In Canada, refrigeration systems deal with wide seasonal swings. A walk-in cooler near an exterior wall in a Manitoba warehouse faces very different transmission loads between January and July. Always size the evaporator for the peak summer load, then verify the defrost system can handle the winter condensation and frost load when warm, moist air infiltrates during door openings.
Temperature difference and coil selection
TD (Temperature Difference) is the difference between the entering air temperature and the saturated suction temperature. It's the primary variable in evaporator coil selection because manufacturers rate coil capacity at a specific TD. A coil rated at 10,000 BTU/hr at 10°F TD produces less capacity at 8°F TD and more at 12°F TD.
For fresh produce requiring high humidity, keep TD at 8-10°F. This minimizes the temperature difference between the coil surface and the room air, reducing moisture removal. For general coolers storing packaged goods at 35-38°F, a TD of 10-12°F is standard. For freezers operating at 0°F to -10°F, TD of 10-12°F is typical. Use the saturation temperature calculator to confirm your SST from your suction pressure, then verify actual TD in the field with the superheat calculator.

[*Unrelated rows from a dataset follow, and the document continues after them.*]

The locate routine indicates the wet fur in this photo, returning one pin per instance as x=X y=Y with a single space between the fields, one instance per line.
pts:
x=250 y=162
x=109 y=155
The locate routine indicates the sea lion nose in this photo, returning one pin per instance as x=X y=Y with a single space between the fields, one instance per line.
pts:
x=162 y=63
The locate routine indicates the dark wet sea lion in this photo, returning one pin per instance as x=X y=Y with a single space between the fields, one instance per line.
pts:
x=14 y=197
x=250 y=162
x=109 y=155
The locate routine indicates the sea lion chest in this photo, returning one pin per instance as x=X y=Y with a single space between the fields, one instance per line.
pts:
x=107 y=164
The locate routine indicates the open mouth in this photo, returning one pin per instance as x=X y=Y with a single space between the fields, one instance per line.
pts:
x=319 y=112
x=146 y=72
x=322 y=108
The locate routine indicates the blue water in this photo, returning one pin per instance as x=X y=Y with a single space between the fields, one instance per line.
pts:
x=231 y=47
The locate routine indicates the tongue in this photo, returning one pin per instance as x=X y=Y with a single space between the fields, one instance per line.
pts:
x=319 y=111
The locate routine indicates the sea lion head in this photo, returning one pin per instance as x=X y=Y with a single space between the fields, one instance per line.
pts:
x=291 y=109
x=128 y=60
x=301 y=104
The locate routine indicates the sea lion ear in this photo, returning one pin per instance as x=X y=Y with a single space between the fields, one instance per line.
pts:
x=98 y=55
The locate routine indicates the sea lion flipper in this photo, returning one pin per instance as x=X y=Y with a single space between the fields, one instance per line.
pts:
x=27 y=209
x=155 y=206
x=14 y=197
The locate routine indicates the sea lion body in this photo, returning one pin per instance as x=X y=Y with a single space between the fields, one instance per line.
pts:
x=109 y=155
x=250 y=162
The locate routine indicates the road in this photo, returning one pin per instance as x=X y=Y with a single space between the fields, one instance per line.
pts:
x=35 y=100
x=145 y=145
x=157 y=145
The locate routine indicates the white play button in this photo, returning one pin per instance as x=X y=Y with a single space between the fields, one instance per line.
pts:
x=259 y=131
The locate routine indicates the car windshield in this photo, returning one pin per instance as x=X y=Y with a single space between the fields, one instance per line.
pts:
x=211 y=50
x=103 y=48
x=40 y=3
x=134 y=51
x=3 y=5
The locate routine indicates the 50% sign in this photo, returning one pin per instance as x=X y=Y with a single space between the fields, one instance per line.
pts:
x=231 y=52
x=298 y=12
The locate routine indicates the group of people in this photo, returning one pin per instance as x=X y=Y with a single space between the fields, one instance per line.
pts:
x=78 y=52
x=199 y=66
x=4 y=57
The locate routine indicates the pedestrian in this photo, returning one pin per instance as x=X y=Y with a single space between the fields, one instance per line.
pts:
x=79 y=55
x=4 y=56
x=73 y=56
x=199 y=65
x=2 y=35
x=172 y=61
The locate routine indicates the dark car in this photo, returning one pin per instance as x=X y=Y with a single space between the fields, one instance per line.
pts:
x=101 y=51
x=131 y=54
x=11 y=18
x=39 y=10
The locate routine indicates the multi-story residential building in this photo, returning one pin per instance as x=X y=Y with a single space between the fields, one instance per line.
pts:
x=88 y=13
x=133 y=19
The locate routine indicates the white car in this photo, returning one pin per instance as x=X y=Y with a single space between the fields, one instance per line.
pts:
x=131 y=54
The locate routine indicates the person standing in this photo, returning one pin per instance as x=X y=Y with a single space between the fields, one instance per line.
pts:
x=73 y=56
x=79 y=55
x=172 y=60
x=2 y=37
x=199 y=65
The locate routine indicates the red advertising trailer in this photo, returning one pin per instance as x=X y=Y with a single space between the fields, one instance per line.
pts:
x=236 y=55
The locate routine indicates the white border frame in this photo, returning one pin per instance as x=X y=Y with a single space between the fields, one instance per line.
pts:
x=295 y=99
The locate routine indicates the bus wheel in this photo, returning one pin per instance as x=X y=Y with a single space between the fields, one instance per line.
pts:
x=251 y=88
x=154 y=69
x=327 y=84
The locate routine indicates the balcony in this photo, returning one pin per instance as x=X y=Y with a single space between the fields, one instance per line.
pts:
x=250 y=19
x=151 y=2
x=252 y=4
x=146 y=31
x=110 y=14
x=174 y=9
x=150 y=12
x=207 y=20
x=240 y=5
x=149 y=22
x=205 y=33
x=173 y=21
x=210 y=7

Daily runtime and compressor sizing
Evaporators are sized for the heat load the compressor must handle during its runtime hours. If the system runs 18 hours per day, the compressor needs to remove the full 24-hour heat load in 18 hours — so the compressor and evaporator capacity must be sized at 24/18 = 1.33 times the average hourly load. The remaining 6 hours are for defrost cycles and off-time. Use the compressor sizing calculator alongside this tool to match compressor capacity to evaporator load.
Transmission load estimation
If you enter room dimensions, this calculator estimates the transmission load through the insulated walls, ceiling, and floor using your insulation R-value and the temperature difference between inside and outside. This is a simplified estimate — a full load calculation for a Canadian commercial refrigeration project should account for solar gain on south and west walls, door infiltration, product pull-down load, occupancy, and lighting. For complete load calculations, see the load calculations category.
Frequently Asked Questions
Start with the total room heat load in BTU/hr: transmission through walls and ceiling, infiltration, product load, and internal heat sources like lighting and motors. Select a TD — 10°F is standard for medium-temperature coolers. Divide the design load (including a 15% safety factor) by the manufacturer's coil capacity per unit TD at your operating SST. Apply a runtime correction if the compressor runs less than 24 hours per day. Always select the next standard coil size up. Verify after installation with the superheat calculator to confirm correct evaporating temperature.
For fresh produce requiring high humidity (85-95% RH), use TD of 8-10°F to minimize moisture removal. For general coolers with packaged product, 10-12°F TD is standard. For freezers, 10-12°F TD is typical. In Canadian climates near exterior walls, add extra capacity for summer transmission load and verify the defrost system handles winter frost accumulation from door infiltration. Use the saturation temperature calculator to confirm your actual operating SST from measured suction pressure.